Je raccrochai et me concentrai sur mon dessert, mais j’avais soudain moins d’appétit. Ce dont Louka ne manqua pas de se rendre compte, évidemment.

« - Ton père te manque, n’est-ce pas ?

- Oui. C’est vrai.

- Pourquoi tu ne vas pas le voir ? Avant de ne plus pouvoir voyager..

- Parce que j’ai peur que ça perturbe ma grossesse. C’est un très long voyage. Et puis il y a la fatigue, le décalage horaire…

- Romy… Tu as envie de voir ton Papa, non ?

- I do. Of course I do. Et aussi mes montagnes…

- Then you should go.

- Et si…

- Et si, what ?

- Non, rien… Je préfère ne pas le dire.

- Tu es en bonne santé, le bébé va bien, ta grossesse se passe sans aucun souci. Alors arrête de t’inquiéter, et va voir ton père. Il sera ravi. Je suis sûr qu’il a très envie de te voir avec ton gros ventre.

- Eh ! Je ne suis pas si grosse !

- Not yetAnyway, ton contrat se termine quand ? Le 31 ?

- Oui. Mais j’ai plein de congés à prendre, alors je finis le 1er.

- Great. Ton passeport est encore valide ?

- Sure.

- Parfait.

(Louka sortit son téléphone de sa poche)

- What are you doing ?

- Je prends ton billet.

- Mais ? Non, Louka, je peux m’en occuper.

- I know. Mais ça me fait plaisir.

- Tu veux te débarrasser de moi ?

- Exactly !

- …

- So, mademoiselle. Départ de Roissy le 2 juillet pour Cheyenne, via Washington DC et Denver. En première classe, comme ça tu seras plus à l’aise.

- Euh… Bon. Je… Merci, Louka.

- Tu as l’air bizarre. Don’t you want to go ?

- Of course I do ! C’est juste que je n’ai pas l’habitude de traverser l’Atlantique comme on enjambe la Seine… But I’m fine. And I look forward to seeing my Dad ! Thank you, really. »

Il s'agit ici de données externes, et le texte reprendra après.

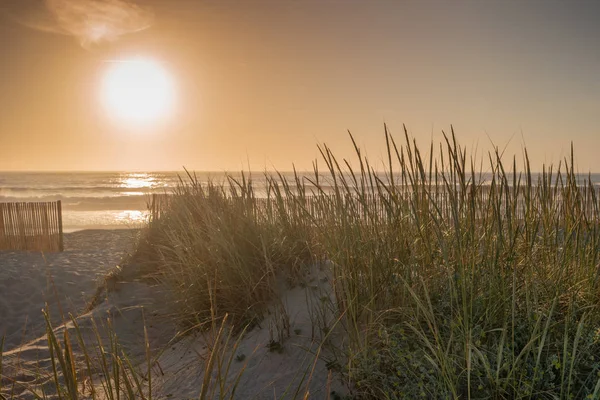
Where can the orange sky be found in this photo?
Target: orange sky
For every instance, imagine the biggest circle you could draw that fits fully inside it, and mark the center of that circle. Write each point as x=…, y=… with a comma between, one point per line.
x=263, y=82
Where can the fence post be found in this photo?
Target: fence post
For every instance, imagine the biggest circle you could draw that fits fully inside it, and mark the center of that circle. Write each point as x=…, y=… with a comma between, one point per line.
x=61, y=246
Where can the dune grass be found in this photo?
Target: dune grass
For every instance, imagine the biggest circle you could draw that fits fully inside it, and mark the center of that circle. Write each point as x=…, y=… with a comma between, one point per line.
x=453, y=278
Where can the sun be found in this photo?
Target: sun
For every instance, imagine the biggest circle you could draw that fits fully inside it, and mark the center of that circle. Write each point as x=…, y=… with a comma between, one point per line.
x=138, y=91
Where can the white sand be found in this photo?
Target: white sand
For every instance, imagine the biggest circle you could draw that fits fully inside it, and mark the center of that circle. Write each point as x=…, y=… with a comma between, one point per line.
x=66, y=280
x=296, y=320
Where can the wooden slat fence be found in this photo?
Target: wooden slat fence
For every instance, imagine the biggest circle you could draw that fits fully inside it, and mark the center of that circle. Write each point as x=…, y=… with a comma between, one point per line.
x=31, y=226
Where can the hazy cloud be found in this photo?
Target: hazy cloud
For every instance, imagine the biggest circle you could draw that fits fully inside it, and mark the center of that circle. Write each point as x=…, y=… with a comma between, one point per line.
x=91, y=21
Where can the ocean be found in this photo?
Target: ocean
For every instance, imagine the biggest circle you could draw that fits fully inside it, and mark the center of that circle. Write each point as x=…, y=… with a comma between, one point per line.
x=90, y=200
x=113, y=200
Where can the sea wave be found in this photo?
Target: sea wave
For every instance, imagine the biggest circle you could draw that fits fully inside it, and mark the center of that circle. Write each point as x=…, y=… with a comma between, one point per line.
x=77, y=203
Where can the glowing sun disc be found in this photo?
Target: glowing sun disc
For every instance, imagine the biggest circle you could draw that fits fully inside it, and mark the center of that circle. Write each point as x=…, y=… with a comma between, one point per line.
x=138, y=91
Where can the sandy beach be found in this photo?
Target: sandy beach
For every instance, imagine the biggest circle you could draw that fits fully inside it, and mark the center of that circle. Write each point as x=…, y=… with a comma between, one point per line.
x=137, y=311
x=65, y=281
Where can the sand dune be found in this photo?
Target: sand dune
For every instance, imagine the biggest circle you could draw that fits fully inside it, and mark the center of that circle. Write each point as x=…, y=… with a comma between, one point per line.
x=66, y=281
x=139, y=310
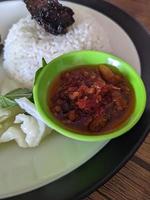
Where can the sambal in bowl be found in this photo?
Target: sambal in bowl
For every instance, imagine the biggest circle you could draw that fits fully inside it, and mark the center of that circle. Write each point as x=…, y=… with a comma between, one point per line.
x=89, y=95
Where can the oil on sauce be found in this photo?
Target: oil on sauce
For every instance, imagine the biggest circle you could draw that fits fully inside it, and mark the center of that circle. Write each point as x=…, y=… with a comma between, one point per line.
x=91, y=99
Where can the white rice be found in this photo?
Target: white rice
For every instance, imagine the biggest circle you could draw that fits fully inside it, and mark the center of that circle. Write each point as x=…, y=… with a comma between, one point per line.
x=27, y=43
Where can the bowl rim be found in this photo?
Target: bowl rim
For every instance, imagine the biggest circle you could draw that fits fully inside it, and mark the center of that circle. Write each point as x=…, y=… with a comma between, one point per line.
x=81, y=137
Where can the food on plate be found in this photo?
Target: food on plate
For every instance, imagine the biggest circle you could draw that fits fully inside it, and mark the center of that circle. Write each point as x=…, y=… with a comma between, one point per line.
x=1, y=45
x=93, y=99
x=27, y=43
x=49, y=30
x=51, y=15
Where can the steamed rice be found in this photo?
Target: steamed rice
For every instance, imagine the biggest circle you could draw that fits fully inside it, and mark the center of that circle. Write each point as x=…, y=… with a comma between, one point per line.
x=27, y=43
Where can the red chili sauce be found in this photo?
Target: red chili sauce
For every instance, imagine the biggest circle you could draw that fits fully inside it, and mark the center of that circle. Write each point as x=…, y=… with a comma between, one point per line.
x=91, y=100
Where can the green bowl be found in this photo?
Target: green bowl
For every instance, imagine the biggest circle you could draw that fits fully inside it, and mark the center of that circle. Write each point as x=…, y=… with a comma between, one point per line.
x=50, y=71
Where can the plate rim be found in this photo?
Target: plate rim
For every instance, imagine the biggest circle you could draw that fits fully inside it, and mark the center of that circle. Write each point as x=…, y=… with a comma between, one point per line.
x=124, y=161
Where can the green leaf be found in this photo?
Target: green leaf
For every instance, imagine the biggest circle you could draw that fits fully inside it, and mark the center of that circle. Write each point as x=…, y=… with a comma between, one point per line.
x=8, y=100
x=44, y=63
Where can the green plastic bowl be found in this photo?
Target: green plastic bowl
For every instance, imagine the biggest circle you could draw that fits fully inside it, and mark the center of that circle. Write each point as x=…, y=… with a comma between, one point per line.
x=51, y=70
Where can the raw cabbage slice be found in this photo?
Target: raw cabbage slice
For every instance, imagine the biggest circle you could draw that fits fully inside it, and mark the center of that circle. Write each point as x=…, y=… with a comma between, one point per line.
x=33, y=129
x=33, y=126
x=14, y=133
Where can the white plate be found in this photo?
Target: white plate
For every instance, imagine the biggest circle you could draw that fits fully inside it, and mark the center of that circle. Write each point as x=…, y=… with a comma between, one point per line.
x=22, y=170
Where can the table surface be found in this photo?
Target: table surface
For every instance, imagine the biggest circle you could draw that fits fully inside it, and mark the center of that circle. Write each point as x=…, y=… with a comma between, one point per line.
x=132, y=182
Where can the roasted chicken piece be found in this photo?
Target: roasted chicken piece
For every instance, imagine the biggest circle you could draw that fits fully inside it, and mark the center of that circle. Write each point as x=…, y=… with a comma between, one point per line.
x=51, y=15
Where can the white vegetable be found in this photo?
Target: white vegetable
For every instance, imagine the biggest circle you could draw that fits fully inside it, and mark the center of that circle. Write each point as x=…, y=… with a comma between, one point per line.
x=4, y=114
x=14, y=133
x=26, y=130
x=33, y=128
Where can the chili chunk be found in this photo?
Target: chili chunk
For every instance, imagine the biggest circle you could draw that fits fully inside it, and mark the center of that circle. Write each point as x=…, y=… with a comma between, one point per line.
x=91, y=99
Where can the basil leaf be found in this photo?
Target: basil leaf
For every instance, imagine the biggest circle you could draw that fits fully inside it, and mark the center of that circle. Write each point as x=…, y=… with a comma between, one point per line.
x=6, y=102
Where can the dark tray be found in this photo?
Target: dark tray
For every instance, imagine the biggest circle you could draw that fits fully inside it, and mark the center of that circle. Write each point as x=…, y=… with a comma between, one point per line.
x=109, y=160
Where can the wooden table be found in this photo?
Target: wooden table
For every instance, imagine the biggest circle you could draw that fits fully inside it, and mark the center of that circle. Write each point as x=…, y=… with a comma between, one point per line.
x=132, y=182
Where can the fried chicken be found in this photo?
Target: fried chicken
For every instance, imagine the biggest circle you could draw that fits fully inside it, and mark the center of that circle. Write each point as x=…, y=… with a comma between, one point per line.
x=51, y=15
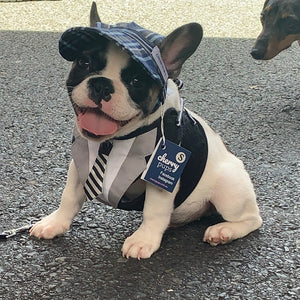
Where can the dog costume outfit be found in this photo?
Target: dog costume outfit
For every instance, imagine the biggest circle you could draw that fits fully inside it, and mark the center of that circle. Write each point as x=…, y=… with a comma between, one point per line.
x=129, y=155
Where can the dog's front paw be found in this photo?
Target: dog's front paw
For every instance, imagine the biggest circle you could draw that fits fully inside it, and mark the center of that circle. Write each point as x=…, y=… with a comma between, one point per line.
x=221, y=233
x=141, y=244
x=50, y=226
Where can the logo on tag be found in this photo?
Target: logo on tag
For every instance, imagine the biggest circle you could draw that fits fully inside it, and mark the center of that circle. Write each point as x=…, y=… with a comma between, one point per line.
x=166, y=165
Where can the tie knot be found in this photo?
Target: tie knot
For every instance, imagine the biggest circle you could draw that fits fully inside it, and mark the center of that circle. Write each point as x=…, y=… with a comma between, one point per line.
x=105, y=148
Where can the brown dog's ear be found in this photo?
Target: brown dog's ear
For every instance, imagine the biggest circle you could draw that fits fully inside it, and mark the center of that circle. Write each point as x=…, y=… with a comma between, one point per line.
x=94, y=17
x=179, y=45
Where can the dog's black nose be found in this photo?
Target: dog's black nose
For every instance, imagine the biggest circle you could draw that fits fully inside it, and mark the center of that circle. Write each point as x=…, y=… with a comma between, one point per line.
x=257, y=53
x=100, y=88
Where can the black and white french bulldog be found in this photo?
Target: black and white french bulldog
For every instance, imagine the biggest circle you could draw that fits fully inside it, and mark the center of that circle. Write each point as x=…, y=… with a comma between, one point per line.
x=116, y=100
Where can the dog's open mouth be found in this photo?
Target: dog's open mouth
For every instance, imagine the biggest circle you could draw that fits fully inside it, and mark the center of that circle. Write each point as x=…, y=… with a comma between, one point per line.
x=95, y=123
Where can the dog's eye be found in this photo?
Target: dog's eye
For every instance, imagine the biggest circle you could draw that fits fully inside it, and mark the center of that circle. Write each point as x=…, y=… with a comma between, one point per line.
x=136, y=82
x=83, y=62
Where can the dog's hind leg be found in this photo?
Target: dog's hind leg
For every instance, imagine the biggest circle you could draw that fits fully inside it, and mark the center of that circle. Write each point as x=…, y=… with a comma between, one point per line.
x=235, y=200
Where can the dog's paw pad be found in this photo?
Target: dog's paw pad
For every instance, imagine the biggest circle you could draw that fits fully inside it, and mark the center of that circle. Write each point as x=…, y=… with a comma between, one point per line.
x=218, y=234
x=49, y=227
x=140, y=246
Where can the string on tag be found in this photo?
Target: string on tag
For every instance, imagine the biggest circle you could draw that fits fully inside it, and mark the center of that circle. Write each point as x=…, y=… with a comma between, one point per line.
x=162, y=114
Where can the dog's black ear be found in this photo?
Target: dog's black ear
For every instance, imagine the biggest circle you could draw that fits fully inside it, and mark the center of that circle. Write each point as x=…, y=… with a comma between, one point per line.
x=94, y=17
x=179, y=45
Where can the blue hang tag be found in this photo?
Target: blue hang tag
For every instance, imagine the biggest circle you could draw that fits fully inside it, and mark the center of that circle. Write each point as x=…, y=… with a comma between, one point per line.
x=166, y=165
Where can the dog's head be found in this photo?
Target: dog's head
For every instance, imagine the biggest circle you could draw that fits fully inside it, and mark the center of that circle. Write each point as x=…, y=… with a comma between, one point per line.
x=114, y=83
x=281, y=27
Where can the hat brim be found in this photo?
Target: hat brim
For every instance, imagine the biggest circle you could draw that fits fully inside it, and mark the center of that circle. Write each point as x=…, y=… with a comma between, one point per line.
x=78, y=39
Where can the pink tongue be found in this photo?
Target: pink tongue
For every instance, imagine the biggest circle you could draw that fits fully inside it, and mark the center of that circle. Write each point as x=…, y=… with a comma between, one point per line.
x=97, y=124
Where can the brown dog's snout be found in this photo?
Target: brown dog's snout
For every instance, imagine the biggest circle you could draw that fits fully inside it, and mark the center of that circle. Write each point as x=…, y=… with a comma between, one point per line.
x=100, y=88
x=260, y=48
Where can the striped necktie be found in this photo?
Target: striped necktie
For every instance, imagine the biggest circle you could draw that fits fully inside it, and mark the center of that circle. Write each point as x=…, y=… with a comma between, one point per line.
x=94, y=183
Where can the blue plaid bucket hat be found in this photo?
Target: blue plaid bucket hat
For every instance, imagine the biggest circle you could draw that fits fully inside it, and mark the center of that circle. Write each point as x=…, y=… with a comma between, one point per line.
x=139, y=43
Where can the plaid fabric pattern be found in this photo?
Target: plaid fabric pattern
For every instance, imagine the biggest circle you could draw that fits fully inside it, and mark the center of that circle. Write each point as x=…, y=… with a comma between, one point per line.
x=138, y=42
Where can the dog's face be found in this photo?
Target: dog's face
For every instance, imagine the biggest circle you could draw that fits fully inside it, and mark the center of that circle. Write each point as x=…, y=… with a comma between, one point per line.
x=281, y=27
x=110, y=92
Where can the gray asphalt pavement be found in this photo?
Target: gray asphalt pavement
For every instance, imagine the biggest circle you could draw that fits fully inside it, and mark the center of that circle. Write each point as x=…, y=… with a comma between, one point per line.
x=255, y=106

Je me penchai par-dessus la table pour l’embrasser, non sans manquer de renverser mon verre d’eau au passage… Louka sourit, répondit à mon baiser avec une lueur de malice au fond de l'œil. Évidemment, dans son monde à lui, il était si simple de passer d’un pays à l’autre ! Il n’avait pas vraiment de frontière, y compris financièrement.

Et je dus bien admettre, en l’occurrence, que cela avait du bon ! Même si je n’appartiendrais certainement jamais complètement à ce drôle d’univers.

*Il fait dimanche, d'Henri Salvador ; in Chambre avec vue, 2000.